By: Sara Konkoly

By: Sara Konkoly

Home CHEF INTERVIEWNaree Boonyakiat

Naree Boonyakiat

by Sara Konkoly

What’s your go-to breakfast when you have time to truly enjoy it?

Avocado omelet, sausage, and coffee.

Is there a childhood dish or flavor that shaped the way you cook today?

Sweet minced pork from my school days, and the dishes my mother often made for me — a mix of Italian stews and Japanese flavors.

Before becoming a chef, did you ever imagine a different path for yourself?

Yes, I dreamed of being a ballet dancer.

Of all the French pastries, which one do you most love making—and why?

Honestly, none. I’ve never enjoyed making pastries.

Is there a food or ingredient you’re secretly obsessed with keeping in your kitchen at all times?

Crispy shallots, yuzu, samphire, prickly ash (makhwaen), sesame oil, fruit vinegar, and Thai bitter orange (som saa).

Is there a food trend or dish you just don’t love—no matter how popular it is?

Desserts overloaded with cheese, and “carb on carb” dishes.

If you could unlock one chef’s secret recipe, whose would it be—and what dish?

Chef Ebbe, Flower’s dish

What’s the most unforgettable meal you’ve ever had—whether cooking it or being served?
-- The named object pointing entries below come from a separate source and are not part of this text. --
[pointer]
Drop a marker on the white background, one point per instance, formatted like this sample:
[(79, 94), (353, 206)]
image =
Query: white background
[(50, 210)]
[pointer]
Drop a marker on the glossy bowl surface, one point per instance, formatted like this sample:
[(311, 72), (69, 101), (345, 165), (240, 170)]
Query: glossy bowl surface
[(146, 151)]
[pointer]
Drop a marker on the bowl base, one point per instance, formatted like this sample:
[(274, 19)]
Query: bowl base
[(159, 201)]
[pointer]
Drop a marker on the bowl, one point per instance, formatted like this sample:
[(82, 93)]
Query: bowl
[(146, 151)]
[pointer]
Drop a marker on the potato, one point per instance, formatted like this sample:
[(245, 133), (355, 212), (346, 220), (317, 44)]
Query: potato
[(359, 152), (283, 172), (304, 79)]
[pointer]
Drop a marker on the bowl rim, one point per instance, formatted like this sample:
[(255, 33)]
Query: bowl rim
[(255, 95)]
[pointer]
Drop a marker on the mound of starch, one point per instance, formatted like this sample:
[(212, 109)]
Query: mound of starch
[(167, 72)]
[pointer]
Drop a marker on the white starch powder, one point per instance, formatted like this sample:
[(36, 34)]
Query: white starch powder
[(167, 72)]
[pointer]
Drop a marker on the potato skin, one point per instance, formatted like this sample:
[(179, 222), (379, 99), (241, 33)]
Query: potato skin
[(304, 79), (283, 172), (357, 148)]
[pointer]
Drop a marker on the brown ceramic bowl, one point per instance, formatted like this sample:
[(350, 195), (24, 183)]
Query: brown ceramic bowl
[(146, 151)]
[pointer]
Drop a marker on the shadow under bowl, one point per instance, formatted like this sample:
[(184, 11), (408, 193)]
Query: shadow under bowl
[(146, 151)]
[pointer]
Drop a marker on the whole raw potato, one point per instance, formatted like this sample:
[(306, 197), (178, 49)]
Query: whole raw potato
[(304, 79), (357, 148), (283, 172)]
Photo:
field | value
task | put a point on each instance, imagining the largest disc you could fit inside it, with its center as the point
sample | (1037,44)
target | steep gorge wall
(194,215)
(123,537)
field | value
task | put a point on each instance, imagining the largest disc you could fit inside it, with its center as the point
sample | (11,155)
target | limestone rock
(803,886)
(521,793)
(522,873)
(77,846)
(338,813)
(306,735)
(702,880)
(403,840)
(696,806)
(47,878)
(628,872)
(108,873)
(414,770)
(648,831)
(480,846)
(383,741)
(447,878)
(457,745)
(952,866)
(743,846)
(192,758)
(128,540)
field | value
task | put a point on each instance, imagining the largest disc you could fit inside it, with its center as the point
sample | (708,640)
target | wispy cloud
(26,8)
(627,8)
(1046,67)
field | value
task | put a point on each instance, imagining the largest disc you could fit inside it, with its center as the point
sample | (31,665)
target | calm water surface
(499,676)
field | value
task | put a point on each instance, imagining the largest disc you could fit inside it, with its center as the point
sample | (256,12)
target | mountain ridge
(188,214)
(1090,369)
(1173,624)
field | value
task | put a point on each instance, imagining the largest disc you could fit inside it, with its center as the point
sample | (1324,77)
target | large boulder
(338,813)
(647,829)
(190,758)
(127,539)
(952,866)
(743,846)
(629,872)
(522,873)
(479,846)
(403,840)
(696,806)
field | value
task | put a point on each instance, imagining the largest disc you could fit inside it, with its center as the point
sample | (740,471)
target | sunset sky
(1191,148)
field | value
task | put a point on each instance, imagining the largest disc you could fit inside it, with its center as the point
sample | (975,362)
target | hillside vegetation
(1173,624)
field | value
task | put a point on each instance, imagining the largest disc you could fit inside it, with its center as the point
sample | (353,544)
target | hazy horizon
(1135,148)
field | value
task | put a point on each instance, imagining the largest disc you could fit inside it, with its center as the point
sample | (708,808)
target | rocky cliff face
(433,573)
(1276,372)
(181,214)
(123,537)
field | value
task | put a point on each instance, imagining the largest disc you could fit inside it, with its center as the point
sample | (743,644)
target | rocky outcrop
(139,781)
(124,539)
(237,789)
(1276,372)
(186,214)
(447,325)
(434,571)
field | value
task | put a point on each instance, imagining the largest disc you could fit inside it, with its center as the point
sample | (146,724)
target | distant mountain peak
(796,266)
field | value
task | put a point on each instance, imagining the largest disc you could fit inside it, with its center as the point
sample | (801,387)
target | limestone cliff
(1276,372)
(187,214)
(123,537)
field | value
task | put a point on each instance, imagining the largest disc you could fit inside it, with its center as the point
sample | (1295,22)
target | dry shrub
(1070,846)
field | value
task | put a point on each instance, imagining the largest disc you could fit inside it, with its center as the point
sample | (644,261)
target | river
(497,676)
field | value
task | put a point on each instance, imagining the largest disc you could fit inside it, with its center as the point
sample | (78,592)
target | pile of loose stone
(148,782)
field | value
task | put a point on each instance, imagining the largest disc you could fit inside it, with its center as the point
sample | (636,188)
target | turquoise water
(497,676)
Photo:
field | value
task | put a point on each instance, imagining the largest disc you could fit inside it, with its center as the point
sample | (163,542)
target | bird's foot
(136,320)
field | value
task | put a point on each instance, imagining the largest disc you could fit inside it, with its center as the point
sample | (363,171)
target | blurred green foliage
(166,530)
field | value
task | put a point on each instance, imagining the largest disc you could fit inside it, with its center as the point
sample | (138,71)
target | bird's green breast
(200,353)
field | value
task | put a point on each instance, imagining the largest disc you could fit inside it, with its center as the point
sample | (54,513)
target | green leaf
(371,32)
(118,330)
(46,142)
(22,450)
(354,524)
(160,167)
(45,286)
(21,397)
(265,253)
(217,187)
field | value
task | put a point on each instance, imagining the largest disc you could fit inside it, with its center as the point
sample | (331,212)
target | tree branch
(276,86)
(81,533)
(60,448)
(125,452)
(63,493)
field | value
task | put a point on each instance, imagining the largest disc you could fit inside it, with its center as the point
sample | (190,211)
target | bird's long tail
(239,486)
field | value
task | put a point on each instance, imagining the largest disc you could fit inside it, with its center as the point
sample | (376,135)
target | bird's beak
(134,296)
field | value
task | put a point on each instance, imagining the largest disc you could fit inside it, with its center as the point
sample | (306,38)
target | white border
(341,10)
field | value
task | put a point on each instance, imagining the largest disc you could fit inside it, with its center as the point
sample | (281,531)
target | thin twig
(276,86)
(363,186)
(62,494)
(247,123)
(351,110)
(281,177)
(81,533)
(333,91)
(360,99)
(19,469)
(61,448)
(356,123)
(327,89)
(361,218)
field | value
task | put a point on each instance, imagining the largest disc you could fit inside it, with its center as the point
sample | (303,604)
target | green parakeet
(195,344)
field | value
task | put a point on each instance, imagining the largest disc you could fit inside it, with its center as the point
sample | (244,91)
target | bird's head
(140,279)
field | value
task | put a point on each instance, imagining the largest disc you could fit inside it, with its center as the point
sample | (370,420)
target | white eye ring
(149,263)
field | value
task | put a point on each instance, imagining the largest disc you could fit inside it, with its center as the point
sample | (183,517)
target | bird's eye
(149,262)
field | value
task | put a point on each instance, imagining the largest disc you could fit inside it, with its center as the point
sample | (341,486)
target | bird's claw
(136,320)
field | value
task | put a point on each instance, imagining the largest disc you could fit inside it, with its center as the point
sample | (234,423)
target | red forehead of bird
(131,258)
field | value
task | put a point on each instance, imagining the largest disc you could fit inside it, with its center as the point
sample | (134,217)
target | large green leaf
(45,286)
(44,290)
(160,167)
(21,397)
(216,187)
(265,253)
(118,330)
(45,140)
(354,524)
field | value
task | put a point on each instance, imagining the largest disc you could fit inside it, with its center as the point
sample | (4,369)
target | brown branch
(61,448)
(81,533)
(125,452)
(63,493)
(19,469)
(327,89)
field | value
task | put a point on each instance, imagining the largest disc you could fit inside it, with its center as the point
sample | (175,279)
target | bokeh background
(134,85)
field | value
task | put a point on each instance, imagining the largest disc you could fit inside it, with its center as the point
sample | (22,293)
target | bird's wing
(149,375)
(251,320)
Honestly, none. I don’t hold on to just one meal as unforgettable.

Who has mentored or influenced you most in your culinary journey?

My mother. 

Have you noticed differences in the atmosphere or leadership styles in kitchens led by women vs. men? How has that shaped your experience?

Both are good, just in different ways. It has nothing to do with gender — it depends on the person.

Where do you turn for creative inspiration when you’re in a cooking rut?

I’ve never experienced that kind of rut.

If you could give one piece of advice to the next generation of female chefs, what would it be?

Take care of your work, but take care of yourself too.